Ten women have sued Weinstein in federal court in the Southern District of New York, accusing him of violating the federal sex trafficking statute. The suit also alleges that an array of Weinstein Co. board members and employees helped facilitate his conduct, amounting to a racketeering enterprise. In November, Weinstein’s attorneys asked Judge Alvin Hellerstein to pause the case, arguing that he would have to assert his 5th Amendment right not to incriminate himself if deposed.
Hellerstein rejected that motion Tuesday, allowing the case to proceed. Weinstein is set to file a motion to dismiss by Jan. 28, and a hearing on the motion is set for the afternoon of March 7, the same day that Weinstein is due in state court on his criminal case.
Hellerstein has already dismissed the class action once, ruling in September that it did not adequately state its claims. The judge allowed the plaintiffs to file an amended complaint, which they did.
The judge on Tuesday also denied a plaintiffs’ motion to prevent the disclosure of emails between Weinstein and his accusers. Weinstein’s lawyers obtained the emails through the Weinstein Co. bankruptcy process, and have sought permission to use them in defending him in his criminal and civil cases. Hellerstein had earlier issued a protective order requiring Weinstein’s lawyers to consult with the plaintiffs’ attorneys before disclosing any emails, but the judge declined the plaintiffs’ request to extend the order.

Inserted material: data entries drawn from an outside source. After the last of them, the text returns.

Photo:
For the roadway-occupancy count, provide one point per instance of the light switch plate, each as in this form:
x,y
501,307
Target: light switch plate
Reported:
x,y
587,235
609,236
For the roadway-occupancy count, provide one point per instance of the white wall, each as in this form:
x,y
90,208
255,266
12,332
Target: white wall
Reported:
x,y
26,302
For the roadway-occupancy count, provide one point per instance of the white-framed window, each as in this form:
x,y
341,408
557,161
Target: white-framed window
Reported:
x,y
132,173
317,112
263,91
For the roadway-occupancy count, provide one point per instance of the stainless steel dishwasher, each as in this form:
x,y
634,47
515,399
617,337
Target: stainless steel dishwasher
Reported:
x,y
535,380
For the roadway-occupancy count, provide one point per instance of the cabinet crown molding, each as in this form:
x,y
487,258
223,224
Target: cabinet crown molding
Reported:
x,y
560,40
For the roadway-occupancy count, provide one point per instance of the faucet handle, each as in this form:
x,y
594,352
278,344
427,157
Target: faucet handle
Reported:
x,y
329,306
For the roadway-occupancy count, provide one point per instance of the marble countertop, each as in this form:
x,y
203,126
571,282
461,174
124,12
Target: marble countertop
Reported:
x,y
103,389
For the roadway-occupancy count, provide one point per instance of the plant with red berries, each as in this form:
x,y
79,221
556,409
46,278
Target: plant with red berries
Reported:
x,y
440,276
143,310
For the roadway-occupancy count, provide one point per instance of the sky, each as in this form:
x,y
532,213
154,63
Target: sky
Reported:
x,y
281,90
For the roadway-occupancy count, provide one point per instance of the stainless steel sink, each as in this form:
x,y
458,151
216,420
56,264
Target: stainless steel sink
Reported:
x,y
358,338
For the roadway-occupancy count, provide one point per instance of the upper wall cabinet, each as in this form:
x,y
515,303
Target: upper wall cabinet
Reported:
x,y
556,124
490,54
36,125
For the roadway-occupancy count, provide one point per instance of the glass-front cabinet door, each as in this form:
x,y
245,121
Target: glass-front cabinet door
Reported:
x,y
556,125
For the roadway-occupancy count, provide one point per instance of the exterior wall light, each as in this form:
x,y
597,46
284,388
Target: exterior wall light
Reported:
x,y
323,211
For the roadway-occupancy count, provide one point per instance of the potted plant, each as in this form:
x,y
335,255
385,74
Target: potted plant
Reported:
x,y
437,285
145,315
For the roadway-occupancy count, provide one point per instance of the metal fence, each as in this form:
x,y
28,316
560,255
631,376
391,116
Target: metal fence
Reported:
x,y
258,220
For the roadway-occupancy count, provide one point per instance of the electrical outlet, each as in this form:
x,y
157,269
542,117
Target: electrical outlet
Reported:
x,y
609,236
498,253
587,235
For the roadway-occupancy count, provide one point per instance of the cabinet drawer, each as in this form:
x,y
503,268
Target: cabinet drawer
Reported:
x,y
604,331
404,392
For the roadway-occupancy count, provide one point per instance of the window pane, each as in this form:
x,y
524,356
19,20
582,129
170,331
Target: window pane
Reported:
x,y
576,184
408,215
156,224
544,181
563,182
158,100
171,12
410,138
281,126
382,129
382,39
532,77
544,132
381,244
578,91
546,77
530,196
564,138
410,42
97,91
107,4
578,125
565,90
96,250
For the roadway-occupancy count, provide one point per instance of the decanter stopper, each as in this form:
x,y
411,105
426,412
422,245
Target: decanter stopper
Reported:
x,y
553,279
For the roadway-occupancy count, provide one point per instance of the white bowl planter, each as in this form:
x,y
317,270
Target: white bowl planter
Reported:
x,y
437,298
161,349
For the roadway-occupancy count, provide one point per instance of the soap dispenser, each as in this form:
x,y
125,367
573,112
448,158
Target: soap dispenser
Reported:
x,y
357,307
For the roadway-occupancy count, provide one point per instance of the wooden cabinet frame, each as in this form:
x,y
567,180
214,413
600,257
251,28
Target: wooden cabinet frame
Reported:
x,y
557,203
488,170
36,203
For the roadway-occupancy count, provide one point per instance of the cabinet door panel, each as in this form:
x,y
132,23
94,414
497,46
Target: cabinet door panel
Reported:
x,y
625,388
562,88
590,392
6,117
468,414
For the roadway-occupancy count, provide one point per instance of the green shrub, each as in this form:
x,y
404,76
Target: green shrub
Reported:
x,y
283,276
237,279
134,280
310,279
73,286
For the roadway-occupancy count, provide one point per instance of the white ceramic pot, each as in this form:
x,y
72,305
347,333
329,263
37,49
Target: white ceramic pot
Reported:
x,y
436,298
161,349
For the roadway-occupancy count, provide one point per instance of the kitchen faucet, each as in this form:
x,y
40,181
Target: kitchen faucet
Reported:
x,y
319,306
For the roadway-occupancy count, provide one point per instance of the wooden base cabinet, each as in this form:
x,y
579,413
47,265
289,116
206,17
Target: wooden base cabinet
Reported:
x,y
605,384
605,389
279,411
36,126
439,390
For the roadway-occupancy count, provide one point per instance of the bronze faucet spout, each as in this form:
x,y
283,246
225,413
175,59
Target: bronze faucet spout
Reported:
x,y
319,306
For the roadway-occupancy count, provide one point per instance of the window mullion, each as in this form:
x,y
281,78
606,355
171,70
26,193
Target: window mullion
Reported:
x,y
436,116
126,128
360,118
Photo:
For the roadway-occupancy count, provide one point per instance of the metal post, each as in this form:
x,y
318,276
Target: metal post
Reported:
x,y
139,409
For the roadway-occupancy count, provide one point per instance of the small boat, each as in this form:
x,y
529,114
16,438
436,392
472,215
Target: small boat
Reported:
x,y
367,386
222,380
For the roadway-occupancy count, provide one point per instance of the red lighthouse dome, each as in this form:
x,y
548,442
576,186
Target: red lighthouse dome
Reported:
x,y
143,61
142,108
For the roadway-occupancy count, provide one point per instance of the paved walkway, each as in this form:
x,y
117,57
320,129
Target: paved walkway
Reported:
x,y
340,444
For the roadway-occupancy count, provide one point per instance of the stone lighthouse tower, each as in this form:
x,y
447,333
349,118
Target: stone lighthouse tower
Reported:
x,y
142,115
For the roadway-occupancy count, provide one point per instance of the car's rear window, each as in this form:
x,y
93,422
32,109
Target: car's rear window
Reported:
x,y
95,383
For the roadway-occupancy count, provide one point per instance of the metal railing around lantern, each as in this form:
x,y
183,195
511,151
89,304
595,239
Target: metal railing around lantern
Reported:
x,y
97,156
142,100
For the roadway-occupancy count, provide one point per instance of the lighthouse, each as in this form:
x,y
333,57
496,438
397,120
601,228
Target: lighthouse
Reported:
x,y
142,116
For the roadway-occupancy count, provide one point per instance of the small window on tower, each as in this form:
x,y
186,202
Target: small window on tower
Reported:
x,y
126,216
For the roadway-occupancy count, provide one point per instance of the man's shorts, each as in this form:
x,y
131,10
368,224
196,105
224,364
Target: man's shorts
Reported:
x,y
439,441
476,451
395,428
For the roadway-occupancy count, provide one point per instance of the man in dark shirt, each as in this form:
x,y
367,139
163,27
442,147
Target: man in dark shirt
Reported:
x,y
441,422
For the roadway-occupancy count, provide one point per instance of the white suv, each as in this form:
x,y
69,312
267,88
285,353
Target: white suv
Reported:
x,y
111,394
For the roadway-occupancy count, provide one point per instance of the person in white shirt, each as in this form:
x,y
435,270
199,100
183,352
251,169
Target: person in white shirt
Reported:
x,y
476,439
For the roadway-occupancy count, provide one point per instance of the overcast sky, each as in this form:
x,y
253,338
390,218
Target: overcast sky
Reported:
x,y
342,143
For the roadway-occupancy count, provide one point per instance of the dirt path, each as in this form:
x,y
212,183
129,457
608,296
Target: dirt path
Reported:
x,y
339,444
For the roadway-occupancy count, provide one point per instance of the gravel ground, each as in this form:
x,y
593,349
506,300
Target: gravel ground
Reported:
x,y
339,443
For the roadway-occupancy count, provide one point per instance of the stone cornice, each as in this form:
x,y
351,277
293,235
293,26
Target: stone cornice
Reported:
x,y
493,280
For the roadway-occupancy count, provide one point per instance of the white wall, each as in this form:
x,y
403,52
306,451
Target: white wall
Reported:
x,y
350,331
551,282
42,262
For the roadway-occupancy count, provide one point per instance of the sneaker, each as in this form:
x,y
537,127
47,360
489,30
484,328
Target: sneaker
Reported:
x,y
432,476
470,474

Update: Elior Shiloh, Weinstein’s counsel in the civil case, says the judge ruled that a stay is premature because discovery is not underway:
“Judge Hellerstein stated to Mr. Weinstein’s counsel that the motion for stay was premature in light of the pending motions to dismiss the Amended Complaint. Judge Hellerstein asked Mr. Weinstein’s counsel to file any motion to dismiss by January 28. While the motion is marked denied, the Judge did not actually rule on the merits of the motion to stay. It was clear that Judge Hellerstein was not willing to get into the merits of a stay as the case is only at the pleading stage and could very well be dismissed in the coming months.”